Sir Miles did not wait for the conclusion of the sentence; he rose abruptly, and left the room. Mr. Fielden (so the good priest was named) felt confident of the success of his mission; but to win it the more support, he sought Lucretia. She was then seventeen: it is an age when the heart is peculiarly open to the household ties,—to the memory of a mother, to the sweet name of sister. He sought this girl, he told his tale, and pleaded the sister’s cause. Lucretia heard in silence: neither eye nor lip betrayed emotion; but her colour went and came. This was the only sign that she was moved: moved, but how? Fielden’s experience in the human heart could not guess. When he had done, she went quietly to her desk (it was in her own room that the conference took place), she unlocked it with a deliberate hand, she took from it a pocketbook and a case of jewels which Sir Miles had given her on her last birthday. “Let my sister have these; while I live she shall not want!”

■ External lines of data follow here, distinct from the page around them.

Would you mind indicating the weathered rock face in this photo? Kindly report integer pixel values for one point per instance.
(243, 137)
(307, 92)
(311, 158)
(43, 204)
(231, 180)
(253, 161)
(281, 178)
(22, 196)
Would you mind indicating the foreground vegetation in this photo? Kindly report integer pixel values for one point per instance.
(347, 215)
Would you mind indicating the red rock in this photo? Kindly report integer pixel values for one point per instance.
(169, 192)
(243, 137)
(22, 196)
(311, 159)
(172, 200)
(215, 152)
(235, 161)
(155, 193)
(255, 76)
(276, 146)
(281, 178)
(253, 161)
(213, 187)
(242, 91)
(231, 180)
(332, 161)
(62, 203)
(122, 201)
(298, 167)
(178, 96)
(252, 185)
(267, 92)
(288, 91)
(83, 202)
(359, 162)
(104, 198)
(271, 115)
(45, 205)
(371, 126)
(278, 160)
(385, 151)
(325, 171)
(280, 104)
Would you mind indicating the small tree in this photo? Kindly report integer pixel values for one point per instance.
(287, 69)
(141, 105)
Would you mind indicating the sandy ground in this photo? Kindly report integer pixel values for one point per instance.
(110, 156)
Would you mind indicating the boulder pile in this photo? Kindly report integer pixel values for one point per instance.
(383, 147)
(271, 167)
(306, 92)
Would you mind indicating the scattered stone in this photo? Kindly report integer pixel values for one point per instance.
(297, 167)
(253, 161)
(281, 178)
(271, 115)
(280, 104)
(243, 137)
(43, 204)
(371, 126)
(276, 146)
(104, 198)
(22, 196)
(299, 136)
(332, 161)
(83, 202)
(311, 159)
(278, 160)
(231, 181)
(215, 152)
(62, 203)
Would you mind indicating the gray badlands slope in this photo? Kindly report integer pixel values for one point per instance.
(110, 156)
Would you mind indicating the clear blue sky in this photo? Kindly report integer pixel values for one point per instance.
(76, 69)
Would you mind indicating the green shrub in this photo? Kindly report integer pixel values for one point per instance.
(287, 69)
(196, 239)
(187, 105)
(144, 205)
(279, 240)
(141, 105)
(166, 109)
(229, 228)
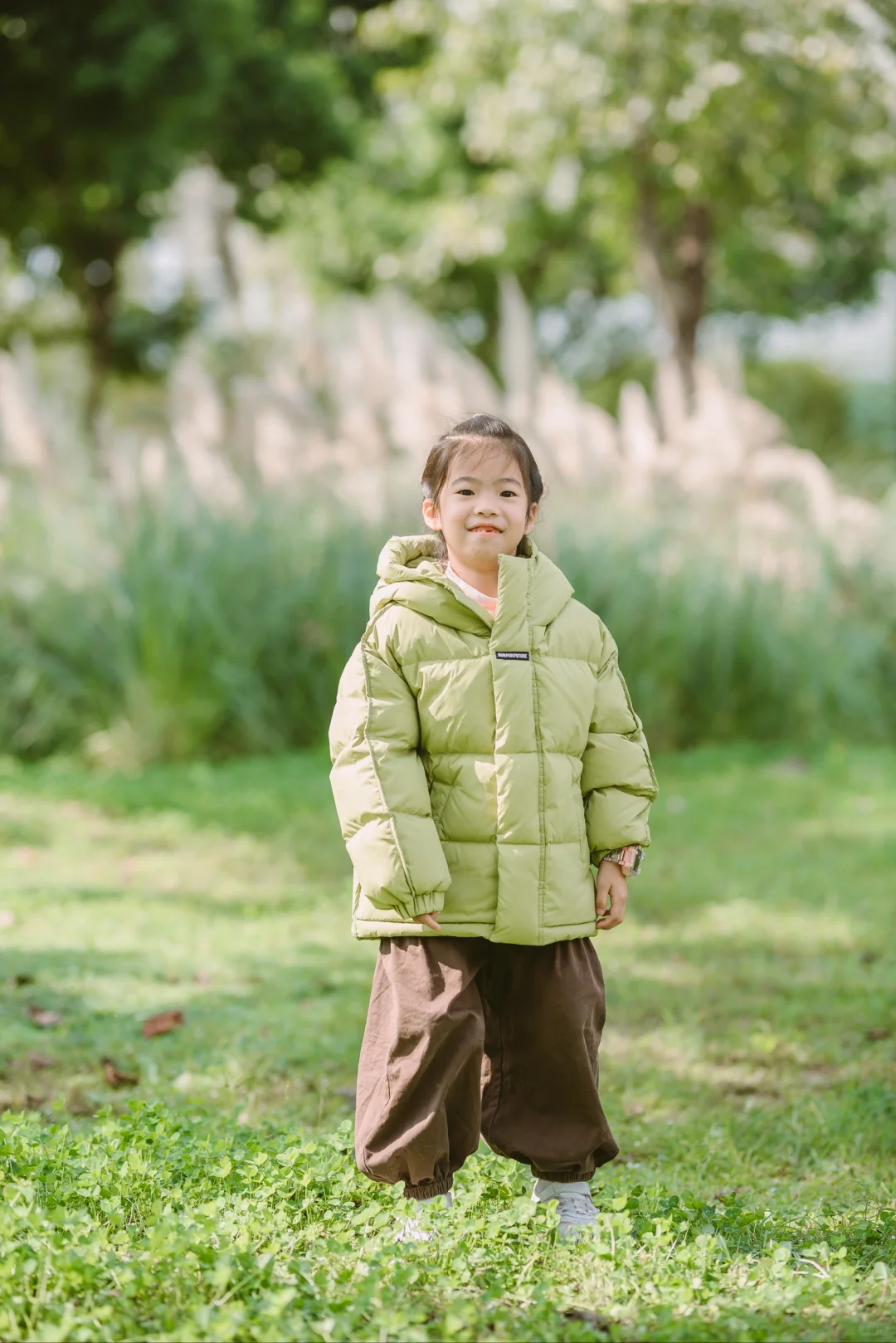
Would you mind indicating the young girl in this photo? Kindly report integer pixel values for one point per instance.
(485, 755)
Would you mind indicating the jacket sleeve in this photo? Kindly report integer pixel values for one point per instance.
(381, 789)
(618, 784)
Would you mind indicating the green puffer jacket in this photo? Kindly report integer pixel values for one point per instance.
(481, 763)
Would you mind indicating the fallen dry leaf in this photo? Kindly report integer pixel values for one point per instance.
(114, 1077)
(39, 1062)
(163, 1023)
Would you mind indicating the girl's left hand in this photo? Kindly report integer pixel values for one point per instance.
(610, 895)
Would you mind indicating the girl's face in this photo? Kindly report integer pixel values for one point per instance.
(483, 508)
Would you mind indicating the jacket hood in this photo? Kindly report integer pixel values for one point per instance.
(411, 576)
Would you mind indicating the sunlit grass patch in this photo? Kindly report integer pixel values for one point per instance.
(747, 1072)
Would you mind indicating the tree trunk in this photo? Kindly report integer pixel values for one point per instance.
(674, 271)
(99, 297)
(100, 304)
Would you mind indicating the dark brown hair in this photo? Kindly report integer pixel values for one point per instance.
(479, 428)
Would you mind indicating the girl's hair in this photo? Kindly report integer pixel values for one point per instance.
(476, 430)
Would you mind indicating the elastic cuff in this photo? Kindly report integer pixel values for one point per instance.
(430, 1189)
(416, 906)
(571, 1177)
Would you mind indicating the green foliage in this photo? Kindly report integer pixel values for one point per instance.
(813, 404)
(151, 1225)
(726, 158)
(144, 340)
(208, 636)
(100, 112)
(709, 656)
(605, 390)
(747, 1073)
(850, 427)
(203, 634)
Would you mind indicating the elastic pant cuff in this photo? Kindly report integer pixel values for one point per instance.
(571, 1177)
(430, 1189)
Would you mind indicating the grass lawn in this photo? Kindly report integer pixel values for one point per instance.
(199, 1184)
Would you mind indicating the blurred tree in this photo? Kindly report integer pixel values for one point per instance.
(722, 154)
(102, 102)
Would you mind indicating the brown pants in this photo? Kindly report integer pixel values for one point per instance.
(466, 1036)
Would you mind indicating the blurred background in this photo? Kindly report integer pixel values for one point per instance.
(257, 254)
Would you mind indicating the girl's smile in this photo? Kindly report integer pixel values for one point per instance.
(484, 500)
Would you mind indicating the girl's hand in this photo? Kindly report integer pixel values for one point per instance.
(610, 893)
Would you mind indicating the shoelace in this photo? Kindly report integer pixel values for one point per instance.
(577, 1208)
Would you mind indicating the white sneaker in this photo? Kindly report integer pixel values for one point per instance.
(412, 1228)
(575, 1205)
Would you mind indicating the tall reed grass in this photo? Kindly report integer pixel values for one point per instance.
(179, 632)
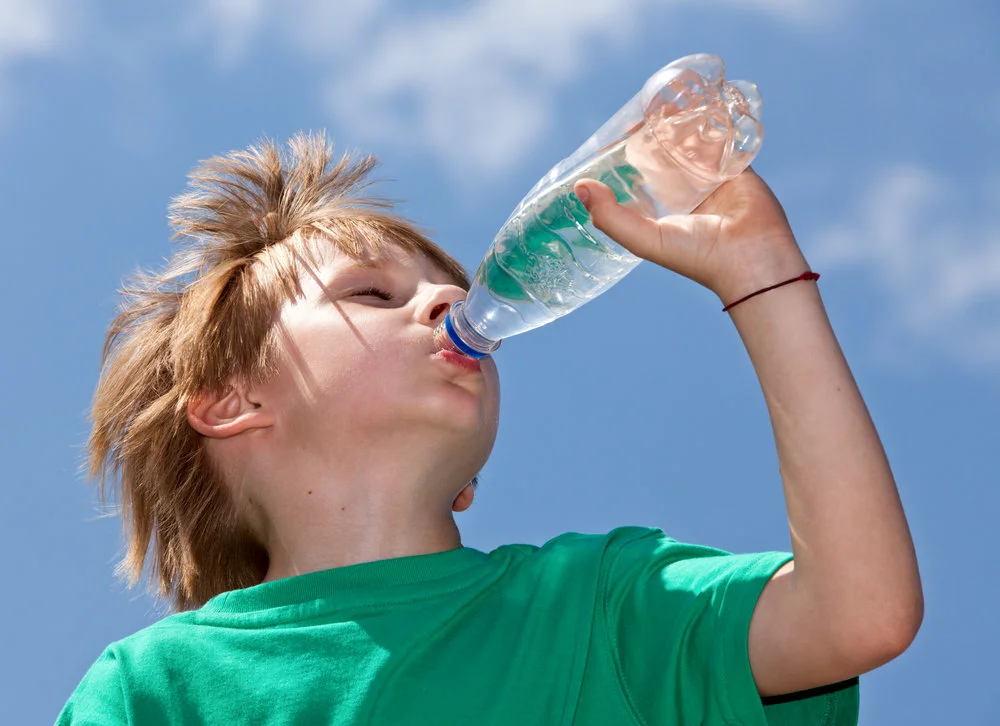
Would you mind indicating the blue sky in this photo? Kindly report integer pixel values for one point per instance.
(881, 124)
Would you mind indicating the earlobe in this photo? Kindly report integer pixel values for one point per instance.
(464, 499)
(232, 412)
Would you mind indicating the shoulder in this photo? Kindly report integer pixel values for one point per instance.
(626, 546)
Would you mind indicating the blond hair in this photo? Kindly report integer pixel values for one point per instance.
(246, 226)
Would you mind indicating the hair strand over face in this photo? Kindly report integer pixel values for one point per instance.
(248, 223)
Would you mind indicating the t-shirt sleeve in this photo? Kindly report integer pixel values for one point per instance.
(99, 700)
(679, 620)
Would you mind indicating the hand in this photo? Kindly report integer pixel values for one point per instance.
(736, 242)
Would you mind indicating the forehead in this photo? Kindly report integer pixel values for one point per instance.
(390, 257)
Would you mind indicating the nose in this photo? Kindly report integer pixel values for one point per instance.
(438, 302)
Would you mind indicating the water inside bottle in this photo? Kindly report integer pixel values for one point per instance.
(548, 259)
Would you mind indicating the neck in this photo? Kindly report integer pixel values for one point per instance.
(314, 523)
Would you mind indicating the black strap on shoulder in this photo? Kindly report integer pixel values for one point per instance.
(812, 692)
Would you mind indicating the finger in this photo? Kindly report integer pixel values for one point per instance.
(636, 233)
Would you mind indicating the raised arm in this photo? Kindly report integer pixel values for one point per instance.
(851, 599)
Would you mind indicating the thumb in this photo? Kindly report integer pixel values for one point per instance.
(638, 234)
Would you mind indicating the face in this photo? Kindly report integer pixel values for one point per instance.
(358, 364)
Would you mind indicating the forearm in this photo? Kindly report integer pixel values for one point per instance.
(855, 565)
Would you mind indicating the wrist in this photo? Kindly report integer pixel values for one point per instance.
(762, 271)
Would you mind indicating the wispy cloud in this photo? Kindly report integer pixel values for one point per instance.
(933, 249)
(28, 29)
(473, 84)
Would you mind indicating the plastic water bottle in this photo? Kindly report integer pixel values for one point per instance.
(685, 133)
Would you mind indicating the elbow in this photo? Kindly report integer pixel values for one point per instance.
(884, 633)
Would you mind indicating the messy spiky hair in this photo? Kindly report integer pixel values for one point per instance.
(247, 224)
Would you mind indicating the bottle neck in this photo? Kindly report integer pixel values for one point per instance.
(457, 334)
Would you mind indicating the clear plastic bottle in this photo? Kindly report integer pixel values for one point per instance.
(685, 133)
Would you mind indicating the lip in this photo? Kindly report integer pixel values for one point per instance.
(457, 359)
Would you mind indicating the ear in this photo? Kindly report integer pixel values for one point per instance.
(221, 415)
(464, 499)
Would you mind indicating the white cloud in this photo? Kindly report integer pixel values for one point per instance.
(473, 84)
(28, 29)
(939, 268)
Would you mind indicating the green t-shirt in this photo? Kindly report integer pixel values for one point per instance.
(625, 628)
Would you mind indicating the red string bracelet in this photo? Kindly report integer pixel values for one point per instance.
(803, 276)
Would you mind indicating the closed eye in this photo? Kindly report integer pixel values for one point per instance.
(372, 292)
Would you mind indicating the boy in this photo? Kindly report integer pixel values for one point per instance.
(291, 444)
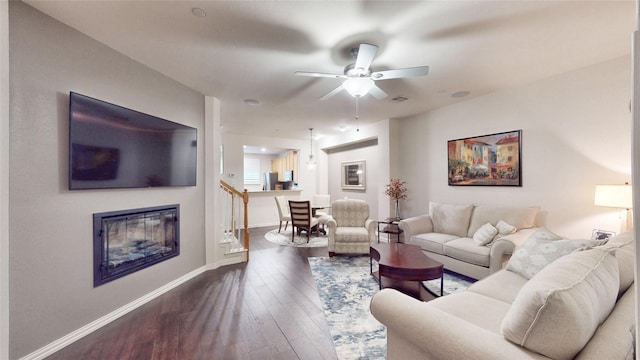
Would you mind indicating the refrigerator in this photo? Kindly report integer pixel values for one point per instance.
(270, 181)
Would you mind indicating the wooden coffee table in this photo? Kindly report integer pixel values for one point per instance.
(404, 262)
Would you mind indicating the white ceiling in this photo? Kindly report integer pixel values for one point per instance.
(250, 50)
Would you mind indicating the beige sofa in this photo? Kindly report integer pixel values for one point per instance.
(580, 306)
(450, 234)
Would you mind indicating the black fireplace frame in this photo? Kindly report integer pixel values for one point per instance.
(102, 272)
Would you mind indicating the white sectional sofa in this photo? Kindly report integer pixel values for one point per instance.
(451, 234)
(580, 306)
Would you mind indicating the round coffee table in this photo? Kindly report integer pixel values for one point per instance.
(404, 262)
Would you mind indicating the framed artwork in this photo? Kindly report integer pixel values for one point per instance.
(487, 160)
(602, 235)
(353, 175)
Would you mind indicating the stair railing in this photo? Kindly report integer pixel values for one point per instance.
(230, 214)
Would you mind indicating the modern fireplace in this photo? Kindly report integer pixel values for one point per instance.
(126, 241)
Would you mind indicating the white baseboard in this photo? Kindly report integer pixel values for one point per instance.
(100, 322)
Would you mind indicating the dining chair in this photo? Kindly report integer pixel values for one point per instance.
(301, 219)
(283, 212)
(321, 209)
(321, 205)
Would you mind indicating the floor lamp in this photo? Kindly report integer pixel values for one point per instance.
(616, 196)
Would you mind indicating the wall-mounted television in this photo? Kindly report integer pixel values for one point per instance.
(113, 147)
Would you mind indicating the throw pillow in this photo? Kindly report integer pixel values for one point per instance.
(558, 311)
(485, 234)
(542, 248)
(504, 229)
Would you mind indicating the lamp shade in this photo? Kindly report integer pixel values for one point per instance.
(357, 86)
(617, 196)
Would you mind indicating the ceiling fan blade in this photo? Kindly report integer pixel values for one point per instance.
(315, 74)
(377, 92)
(331, 93)
(400, 73)
(366, 53)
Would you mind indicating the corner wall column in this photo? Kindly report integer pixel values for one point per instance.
(213, 140)
(4, 180)
(635, 155)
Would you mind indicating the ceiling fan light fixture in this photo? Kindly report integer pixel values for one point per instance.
(358, 87)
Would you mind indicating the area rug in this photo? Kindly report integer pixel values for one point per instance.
(284, 238)
(346, 286)
(453, 282)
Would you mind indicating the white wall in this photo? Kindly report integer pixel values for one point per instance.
(371, 144)
(51, 258)
(576, 133)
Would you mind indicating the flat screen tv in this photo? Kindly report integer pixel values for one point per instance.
(114, 147)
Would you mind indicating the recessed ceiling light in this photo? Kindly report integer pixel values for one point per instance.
(198, 12)
(460, 94)
(251, 102)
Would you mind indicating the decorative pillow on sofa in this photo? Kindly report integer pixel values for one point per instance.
(485, 234)
(542, 248)
(450, 219)
(504, 229)
(559, 310)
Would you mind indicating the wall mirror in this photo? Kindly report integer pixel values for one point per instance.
(353, 175)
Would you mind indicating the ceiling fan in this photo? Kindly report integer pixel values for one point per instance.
(360, 79)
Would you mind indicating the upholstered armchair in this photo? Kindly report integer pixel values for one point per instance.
(350, 229)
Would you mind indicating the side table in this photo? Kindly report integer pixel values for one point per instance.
(390, 227)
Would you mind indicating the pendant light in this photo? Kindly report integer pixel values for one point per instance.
(311, 164)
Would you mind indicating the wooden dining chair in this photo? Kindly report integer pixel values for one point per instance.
(301, 219)
(283, 212)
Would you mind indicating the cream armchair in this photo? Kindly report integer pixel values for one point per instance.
(350, 229)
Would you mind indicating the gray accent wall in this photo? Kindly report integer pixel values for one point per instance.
(51, 285)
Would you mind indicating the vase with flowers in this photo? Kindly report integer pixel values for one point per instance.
(397, 190)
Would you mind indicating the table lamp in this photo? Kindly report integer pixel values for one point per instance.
(616, 196)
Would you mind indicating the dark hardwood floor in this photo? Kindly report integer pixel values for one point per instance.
(267, 308)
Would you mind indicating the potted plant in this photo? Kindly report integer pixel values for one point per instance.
(397, 190)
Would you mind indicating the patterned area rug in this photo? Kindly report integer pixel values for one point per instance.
(453, 282)
(284, 238)
(345, 287)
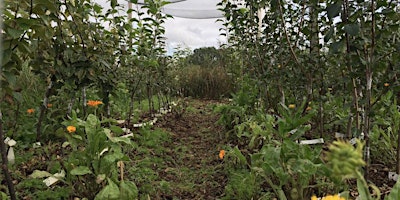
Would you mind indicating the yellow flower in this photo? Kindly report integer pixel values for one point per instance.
(92, 103)
(329, 197)
(71, 129)
(30, 110)
(221, 154)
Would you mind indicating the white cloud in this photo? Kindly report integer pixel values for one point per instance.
(193, 33)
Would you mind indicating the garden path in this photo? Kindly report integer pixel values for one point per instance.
(196, 171)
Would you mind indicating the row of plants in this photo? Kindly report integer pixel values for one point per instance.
(295, 85)
(69, 70)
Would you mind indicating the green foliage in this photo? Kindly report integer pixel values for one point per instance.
(96, 152)
(274, 157)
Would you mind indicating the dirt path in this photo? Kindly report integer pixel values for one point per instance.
(196, 171)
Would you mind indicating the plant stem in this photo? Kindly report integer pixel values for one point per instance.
(4, 164)
(43, 109)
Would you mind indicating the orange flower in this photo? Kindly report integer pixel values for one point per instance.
(221, 154)
(92, 103)
(71, 129)
(30, 110)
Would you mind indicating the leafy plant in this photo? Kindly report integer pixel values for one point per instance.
(92, 164)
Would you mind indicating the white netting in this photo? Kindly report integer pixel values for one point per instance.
(171, 1)
(189, 13)
(193, 14)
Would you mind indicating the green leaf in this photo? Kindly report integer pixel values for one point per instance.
(363, 190)
(333, 10)
(128, 190)
(117, 139)
(239, 155)
(14, 33)
(329, 35)
(352, 29)
(81, 170)
(40, 174)
(395, 193)
(110, 192)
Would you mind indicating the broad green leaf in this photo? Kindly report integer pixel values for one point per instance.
(40, 174)
(110, 192)
(329, 34)
(14, 33)
(117, 139)
(81, 170)
(352, 29)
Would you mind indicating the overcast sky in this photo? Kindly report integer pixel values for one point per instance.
(192, 33)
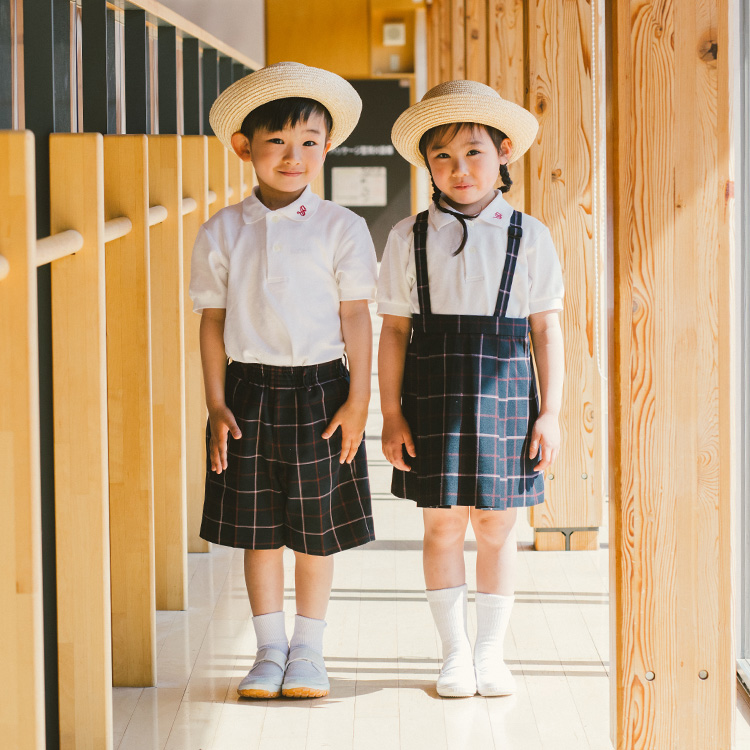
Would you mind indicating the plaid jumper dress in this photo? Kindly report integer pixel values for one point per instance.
(469, 396)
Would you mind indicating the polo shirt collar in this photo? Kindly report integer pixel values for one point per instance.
(497, 213)
(301, 210)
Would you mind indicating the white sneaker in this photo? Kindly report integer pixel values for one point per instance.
(306, 675)
(264, 683)
(457, 678)
(494, 678)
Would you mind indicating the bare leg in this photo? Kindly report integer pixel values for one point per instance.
(313, 576)
(495, 531)
(264, 578)
(443, 551)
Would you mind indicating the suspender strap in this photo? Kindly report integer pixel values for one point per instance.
(511, 256)
(420, 259)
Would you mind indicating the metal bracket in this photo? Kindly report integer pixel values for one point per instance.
(567, 532)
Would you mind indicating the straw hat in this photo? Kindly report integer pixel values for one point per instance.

“My dear young lady, it is not these things that she asks from you,—it is your affection, your sisterly heart, your intercession with her natural protector; these, in her name, I ask for,—‘non gemmis, neque purpura venale, nec auro!’”
Lucretia then, still without apparent emotion, raised to the good man’s face deep, penetrating, but unrevealing eyes, and said slowly,—
“Is my sister like my mother, who, they say, was handsome?”
Much startled by this question, Fielden answered: “I never saw your mother, my dear; but your sister gives promise of more than common comeliness.”
Lucretia’s brows grew slightly compressed. “And her education has been, of course, neglected?”
“Certainly, in some points,—mathematics, for instance, and theology; but she knows what ladies generally know,—French and Italian, and such like. Dr. Mivers was not unlearned in the polite letters. Oh, trust me, my dear young lady, she will not disgrace your family; she will justify your uncle’s favour. Plead for her!” And the good man clasped his hands.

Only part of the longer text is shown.